特にこの薬物輸送剤によれば、センチネルリンパ節での微小環境の変化によりそこのリンパ管内皮細胞上に僅かに発現したICAM-1と結合し、蛍光標識剤、放射性同位元素含有標識剤、造影剤、及び抗癌剤のような薬剤によって、画像診断、超音波やX線・γ線・電子線・重粒子線で例示される放射線のような電磁波による治療、癌細胞への抗癌剤の攻撃による治療など、早期発見・早期治療のような的確で確実な診療をすることができる。最近広く研究されているような1~数個しか転移していないセンチネルリンパ節内の癌細胞上の分子マーカーを頼りに到達させる方法よりも、この薬物輸送剤を用いることによって、センチネルリンパ節の微小環境変化、乃至は微小癌転移によりそこに発現した分子マーカーを頼りに到達させる方法の方が、遥かに精度が高い。しかも術前・術中にでも簡易かつ迅速に到達させることができる。

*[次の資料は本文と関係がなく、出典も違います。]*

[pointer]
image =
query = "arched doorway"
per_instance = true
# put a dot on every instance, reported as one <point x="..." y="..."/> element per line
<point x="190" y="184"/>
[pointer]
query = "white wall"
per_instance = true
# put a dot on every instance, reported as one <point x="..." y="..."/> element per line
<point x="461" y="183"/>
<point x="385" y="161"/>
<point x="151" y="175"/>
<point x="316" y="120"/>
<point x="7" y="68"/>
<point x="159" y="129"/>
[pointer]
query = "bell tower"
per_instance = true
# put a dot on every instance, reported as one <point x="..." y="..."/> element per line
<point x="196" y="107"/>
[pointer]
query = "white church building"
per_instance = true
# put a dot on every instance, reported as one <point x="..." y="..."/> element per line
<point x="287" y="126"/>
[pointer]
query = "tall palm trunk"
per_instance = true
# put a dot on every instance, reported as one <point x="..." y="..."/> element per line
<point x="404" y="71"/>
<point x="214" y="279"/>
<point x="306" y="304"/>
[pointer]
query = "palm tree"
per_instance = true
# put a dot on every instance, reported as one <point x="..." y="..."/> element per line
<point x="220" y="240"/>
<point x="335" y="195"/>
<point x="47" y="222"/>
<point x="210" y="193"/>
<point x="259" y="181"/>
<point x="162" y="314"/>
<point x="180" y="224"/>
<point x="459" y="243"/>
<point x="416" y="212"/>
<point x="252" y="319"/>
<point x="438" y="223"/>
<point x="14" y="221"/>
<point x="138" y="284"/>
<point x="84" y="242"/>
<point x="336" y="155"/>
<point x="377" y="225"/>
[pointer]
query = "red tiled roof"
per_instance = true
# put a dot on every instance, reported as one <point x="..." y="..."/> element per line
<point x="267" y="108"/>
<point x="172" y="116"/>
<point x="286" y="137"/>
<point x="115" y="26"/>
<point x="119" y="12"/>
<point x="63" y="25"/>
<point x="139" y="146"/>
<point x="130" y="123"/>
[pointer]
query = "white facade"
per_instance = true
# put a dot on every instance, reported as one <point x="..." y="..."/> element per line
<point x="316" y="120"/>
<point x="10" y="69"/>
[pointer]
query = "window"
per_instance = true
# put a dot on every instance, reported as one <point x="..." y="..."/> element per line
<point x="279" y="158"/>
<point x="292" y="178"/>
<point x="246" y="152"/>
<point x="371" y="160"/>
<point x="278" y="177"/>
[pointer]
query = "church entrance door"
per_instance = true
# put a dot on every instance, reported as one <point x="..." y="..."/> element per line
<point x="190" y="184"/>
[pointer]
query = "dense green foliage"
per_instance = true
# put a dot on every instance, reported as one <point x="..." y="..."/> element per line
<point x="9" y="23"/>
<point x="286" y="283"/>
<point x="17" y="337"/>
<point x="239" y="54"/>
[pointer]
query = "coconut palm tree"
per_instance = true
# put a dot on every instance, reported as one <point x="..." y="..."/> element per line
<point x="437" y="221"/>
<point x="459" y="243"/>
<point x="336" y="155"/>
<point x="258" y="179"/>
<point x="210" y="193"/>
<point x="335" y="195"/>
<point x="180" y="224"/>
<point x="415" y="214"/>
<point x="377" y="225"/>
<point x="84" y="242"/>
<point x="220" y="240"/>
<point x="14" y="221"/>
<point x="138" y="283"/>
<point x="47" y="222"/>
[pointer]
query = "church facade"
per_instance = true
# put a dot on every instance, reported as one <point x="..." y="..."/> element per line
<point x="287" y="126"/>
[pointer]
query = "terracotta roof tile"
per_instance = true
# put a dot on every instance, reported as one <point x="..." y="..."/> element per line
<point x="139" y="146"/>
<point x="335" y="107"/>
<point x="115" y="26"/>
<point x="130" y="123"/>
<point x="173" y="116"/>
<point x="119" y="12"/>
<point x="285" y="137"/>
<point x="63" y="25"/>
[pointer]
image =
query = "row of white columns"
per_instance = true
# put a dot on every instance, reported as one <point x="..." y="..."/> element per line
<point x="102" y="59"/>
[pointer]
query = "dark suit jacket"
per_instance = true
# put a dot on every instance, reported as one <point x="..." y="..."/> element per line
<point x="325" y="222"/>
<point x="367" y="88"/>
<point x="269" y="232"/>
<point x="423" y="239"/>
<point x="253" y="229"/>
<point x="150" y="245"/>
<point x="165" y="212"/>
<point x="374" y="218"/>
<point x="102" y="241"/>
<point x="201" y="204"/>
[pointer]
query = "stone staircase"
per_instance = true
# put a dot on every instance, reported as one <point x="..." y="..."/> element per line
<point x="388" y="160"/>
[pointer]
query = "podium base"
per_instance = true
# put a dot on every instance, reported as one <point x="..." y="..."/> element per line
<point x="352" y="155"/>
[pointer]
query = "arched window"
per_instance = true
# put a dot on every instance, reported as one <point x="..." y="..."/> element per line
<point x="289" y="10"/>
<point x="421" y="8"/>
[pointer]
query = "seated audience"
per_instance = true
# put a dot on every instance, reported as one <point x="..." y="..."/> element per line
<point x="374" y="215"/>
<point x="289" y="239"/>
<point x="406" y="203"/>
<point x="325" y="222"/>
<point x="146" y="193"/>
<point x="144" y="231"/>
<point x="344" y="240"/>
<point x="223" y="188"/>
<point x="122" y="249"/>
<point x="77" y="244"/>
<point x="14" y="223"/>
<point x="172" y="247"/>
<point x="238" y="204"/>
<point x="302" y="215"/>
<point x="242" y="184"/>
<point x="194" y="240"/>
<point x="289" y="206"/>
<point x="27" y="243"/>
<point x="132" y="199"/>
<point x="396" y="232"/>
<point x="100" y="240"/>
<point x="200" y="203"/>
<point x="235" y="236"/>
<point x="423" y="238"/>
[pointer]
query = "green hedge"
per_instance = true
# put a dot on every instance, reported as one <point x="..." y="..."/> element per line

また、この薬物輸送剤によれば、従来のように皮下組織への色素投与によるリンパ系の着色では色素のリンパ系での滞留時間が短い所為でリンパ系を同定し難いのに比べ、リンパ系へとりわけ流入し易いうえ抗原抗体等の特異的な反応による生体内の強い相互作用に基づいているから、作用発現時間が長く、作用発現が確実である。
しかも、この薬物輸送剤によれば、生体内での識別性の高い抗原抗体等の反応を用いるものであるから、多量の薬物に因らずに少量で確実な診療ができるので、安全である。さらに、外科療法に依らずともこれら薬剤を所望の癌原発巣やその下流のリンパ節とりわけセンチネルリンパ節に到達させることができる低侵襲性のものであるから、患者の身体的・精神的負担を軽減できる。しかも、汎用の診断装置や治療装置を用いて、効率よく診療できるので、医療経済の健全化にも資する。
以下、本発明を実施するための形態を詳細に説明するが、本発明の範囲はこれらの形態に限定されるものではない。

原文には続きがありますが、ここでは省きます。